Antes de poder preguntar qué quería de ella, alguien llamó a la puerta. El rey dejó escapar un profundo suspiro de alivio cuando la madre de Beatrice entró en el cuarto.
La reina Adelaide procedía de la nobleza por ambos lados de la familia. Antes de su matrimonio con el rey había heredado el ducado de Cañaveral y el de Savannah. La gente la llamaba la Doblemente Duquesa.
Adelaide había crecido en Atlanta y nunca había perdido su etéreo encanto sureño. Sus gestos seguían teniendo un toque de elegancia: la forma en que ladeaba la cabeza cuando sonreía a su hija, el giro de la muñeca al acomodarse en la silla de nogal a la derecha de Beatrice. Unas mechas de color caramelo iluminaban su melena castaña, que se rizaba todas las mañanas con rulos térmicos para después recogérsela con una diadema.
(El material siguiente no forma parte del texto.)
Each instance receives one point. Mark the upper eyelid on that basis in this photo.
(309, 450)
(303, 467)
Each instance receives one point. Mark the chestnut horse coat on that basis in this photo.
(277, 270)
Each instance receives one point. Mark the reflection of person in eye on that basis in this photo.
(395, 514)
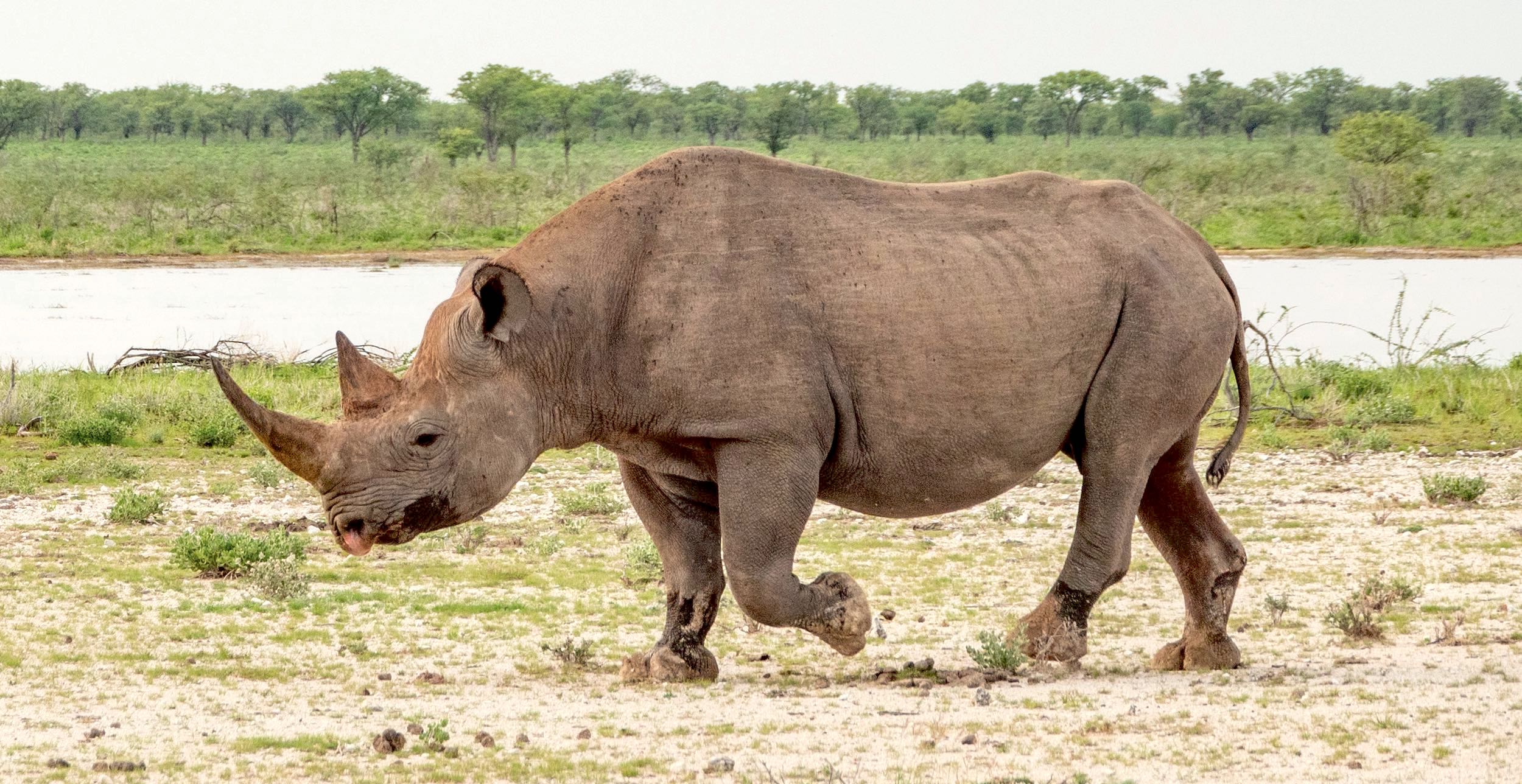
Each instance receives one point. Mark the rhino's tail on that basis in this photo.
(1221, 463)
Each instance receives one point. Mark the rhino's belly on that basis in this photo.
(935, 483)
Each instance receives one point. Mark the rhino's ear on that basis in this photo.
(504, 300)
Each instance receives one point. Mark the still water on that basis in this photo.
(55, 318)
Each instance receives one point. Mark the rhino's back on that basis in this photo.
(908, 326)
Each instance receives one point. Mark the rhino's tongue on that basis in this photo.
(355, 544)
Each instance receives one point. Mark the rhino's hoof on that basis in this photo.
(1198, 651)
(845, 617)
(667, 666)
(1049, 637)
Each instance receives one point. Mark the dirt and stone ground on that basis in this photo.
(110, 655)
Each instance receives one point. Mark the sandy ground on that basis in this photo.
(203, 679)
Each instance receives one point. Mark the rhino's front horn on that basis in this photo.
(363, 384)
(297, 444)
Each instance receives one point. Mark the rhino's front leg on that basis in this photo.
(684, 524)
(765, 499)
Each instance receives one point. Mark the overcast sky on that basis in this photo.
(915, 44)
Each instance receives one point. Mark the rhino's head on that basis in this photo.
(431, 450)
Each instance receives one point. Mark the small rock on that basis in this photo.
(388, 742)
(119, 765)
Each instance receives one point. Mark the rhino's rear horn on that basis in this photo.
(297, 444)
(363, 384)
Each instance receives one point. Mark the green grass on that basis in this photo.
(105, 197)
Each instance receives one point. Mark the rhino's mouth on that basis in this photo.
(427, 514)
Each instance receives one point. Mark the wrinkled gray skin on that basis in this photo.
(749, 335)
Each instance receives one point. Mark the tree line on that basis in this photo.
(500, 105)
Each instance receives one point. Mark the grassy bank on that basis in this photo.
(114, 429)
(175, 197)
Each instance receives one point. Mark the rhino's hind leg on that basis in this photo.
(1098, 559)
(684, 526)
(765, 499)
(1206, 558)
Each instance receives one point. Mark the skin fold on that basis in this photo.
(751, 335)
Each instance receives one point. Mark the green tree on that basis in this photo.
(774, 114)
(1384, 150)
(1320, 98)
(1477, 101)
(361, 101)
(290, 108)
(80, 105)
(1072, 92)
(710, 108)
(875, 110)
(20, 105)
(1134, 101)
(506, 99)
(565, 114)
(458, 144)
(1209, 101)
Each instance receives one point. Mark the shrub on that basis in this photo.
(92, 432)
(997, 652)
(1350, 382)
(281, 579)
(218, 430)
(573, 652)
(267, 474)
(1277, 606)
(212, 553)
(643, 562)
(130, 506)
(595, 502)
(1453, 488)
(1381, 410)
(1355, 620)
(119, 410)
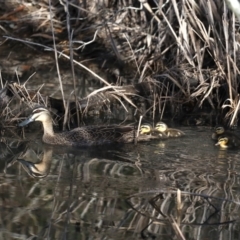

Por la forma en que se habían sentado, con un progenitor a cada lado, enjaulándola, le daba la clara sensación de haber caído en una emboscada.
—Hola, mamá —la saludó algo sorprendida, ya que la reina no solía participar en sus debates políticos.
—Beatrice, tu madre y yo esperábamos poder hablar un momento sobre tu futuro —empezó a decir el rey.
La princesa parpadeó, desconcertada, puesto que ella siempre estaba pensando en el futuro.
—A un nivel más personal —le aclaró su madre—. Nos preguntábamos si en estos momentos hay alguien... especial en tu vida.